Apart from research, she writes about science. She published articles on Astrobites and worked at the Yale Graduate Writing Lab as a writing consultant.
AI Research
Ongoing Project: Evaluating agents on long-horizon tasks
A project funded by the Algoverse AI Safety Fellowship.
LLM agents are being deployed to carry out tasks on behalf of their users. Some of those tasks involve many steps and a large context.
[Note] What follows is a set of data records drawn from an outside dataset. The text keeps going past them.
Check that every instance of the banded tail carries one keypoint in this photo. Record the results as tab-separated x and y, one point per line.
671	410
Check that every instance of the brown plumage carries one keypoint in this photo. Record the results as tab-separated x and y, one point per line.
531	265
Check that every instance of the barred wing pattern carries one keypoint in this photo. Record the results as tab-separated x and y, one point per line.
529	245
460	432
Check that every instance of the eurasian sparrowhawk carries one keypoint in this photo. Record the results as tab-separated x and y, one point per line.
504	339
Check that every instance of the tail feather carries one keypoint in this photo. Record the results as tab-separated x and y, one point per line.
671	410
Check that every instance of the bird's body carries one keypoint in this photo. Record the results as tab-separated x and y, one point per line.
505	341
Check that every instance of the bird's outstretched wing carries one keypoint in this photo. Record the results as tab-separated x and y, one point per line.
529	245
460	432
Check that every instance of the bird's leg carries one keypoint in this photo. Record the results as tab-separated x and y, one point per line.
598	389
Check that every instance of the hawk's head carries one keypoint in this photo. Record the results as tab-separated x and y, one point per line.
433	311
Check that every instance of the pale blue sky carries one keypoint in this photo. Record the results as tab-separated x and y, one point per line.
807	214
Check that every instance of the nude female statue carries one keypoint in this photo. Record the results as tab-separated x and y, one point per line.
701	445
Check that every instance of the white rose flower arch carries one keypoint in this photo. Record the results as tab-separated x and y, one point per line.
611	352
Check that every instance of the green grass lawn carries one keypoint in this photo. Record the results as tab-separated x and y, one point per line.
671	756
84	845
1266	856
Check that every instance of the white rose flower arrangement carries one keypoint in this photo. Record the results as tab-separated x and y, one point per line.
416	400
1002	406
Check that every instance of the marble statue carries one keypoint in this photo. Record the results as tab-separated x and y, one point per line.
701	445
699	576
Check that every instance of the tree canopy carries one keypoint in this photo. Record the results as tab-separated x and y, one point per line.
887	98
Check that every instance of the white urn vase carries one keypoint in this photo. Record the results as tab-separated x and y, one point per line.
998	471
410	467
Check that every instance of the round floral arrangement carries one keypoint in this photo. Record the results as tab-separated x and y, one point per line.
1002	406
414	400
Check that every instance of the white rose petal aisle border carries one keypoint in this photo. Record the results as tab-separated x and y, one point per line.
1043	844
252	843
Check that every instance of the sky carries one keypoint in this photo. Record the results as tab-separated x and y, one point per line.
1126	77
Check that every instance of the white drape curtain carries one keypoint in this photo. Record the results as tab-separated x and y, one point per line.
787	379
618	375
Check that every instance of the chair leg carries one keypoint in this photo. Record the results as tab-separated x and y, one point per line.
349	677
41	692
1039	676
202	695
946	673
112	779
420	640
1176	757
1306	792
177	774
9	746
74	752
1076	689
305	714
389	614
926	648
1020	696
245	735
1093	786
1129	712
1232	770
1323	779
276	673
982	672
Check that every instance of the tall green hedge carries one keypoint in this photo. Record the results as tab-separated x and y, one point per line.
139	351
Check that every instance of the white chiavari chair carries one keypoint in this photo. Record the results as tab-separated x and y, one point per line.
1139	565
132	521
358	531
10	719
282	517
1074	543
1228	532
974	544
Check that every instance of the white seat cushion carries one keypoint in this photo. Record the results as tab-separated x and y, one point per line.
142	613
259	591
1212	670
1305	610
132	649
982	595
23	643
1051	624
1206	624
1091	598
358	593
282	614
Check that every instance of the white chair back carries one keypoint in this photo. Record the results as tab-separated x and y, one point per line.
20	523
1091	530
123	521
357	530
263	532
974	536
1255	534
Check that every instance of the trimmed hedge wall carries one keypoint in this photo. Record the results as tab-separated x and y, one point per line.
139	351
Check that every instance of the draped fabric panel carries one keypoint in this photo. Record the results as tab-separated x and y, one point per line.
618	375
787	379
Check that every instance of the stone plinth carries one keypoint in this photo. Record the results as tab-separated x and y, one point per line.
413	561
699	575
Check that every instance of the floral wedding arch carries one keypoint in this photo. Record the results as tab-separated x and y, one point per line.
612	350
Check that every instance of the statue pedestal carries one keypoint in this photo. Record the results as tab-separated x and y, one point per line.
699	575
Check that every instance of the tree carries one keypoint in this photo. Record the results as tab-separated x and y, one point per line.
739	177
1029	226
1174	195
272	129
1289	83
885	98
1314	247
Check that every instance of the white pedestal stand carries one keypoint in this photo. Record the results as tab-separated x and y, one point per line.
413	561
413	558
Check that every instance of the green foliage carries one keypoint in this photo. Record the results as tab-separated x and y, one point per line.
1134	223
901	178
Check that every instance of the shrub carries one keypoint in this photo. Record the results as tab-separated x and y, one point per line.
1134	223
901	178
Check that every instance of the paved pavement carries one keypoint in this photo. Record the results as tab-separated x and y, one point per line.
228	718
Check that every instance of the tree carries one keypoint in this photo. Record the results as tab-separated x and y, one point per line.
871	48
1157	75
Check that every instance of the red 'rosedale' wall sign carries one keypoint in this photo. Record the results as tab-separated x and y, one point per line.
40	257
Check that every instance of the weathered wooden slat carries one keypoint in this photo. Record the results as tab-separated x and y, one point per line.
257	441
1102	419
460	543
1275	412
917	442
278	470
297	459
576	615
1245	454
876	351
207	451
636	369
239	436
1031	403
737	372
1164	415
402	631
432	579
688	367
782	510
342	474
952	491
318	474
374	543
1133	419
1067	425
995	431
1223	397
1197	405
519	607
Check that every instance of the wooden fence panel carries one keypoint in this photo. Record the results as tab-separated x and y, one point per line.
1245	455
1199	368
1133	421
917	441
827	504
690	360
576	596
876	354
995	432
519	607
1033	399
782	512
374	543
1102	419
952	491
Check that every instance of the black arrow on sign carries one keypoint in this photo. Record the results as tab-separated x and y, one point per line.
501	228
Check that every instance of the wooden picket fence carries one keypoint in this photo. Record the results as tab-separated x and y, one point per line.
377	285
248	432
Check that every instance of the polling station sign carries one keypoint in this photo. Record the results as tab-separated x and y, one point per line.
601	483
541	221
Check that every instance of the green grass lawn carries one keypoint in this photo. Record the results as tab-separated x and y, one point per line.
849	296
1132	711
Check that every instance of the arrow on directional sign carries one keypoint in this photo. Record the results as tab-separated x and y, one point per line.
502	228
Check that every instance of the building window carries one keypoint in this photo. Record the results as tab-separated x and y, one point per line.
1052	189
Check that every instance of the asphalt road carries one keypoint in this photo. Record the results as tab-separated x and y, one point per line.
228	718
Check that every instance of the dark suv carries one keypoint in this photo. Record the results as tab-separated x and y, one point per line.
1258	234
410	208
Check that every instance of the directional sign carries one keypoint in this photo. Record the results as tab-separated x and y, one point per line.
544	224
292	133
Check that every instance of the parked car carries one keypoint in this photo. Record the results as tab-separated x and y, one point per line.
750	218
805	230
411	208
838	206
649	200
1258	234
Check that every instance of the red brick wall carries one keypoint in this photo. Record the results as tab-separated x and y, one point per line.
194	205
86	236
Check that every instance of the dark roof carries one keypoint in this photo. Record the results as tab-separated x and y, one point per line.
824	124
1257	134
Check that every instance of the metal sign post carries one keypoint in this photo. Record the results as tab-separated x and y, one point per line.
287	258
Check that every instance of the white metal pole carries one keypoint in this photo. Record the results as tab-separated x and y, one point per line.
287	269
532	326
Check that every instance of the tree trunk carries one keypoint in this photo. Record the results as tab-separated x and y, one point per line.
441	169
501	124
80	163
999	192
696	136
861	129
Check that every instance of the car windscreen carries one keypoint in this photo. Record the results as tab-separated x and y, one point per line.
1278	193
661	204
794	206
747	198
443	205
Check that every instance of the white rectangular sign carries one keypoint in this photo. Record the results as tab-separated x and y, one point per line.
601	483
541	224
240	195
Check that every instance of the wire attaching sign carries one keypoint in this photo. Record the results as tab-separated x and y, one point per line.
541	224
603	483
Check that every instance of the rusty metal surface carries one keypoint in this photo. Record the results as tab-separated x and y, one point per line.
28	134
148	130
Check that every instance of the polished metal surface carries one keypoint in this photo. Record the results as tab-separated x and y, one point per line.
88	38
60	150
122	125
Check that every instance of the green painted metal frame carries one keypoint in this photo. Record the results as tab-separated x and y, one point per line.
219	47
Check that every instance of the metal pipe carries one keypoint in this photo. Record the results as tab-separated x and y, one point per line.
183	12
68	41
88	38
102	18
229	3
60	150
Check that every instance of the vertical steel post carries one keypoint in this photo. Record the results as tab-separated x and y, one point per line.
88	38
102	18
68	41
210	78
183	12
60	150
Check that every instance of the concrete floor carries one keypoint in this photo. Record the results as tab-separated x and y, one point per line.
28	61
During this process, are agents able to retain their alignment training, remember the original goal, and deal with potential changes in the environment that they were not trained on?
Astrophysics
Publications
Ph.D. Thesis Project: The Dragonfly Ultrawide Survey
Shen, Z. et al. 2024, The Astrophysical Journal, 976, 75
- Our research group built the Dragonfly Telephoto Array to detect very large and diffuse galaxies that might be missed with conventional telescopes.
- We used this telescope to map 10,000 square degrees of the northern sky.
- I led the science analysis of this entire dataset to find new galaxies.
- I built a custom data pipeline on AWS and secured funding ($10K) to deploy it.
- We found 11 large, low surface brightness galaxies with spectroscopic confirmation.
Press and Outreach:
- I won third place at the Yale Three-minute Thesis Competition, competing against Ph.D. students from all over Yale to present my thesis work in just three minutes.
- The background image of this website comes from data I obtained using the Hubble Space Telescope. I used this data to measure the distance to a galaxy lacking dark matter. The results been reported by STScI, Yale, and IAS.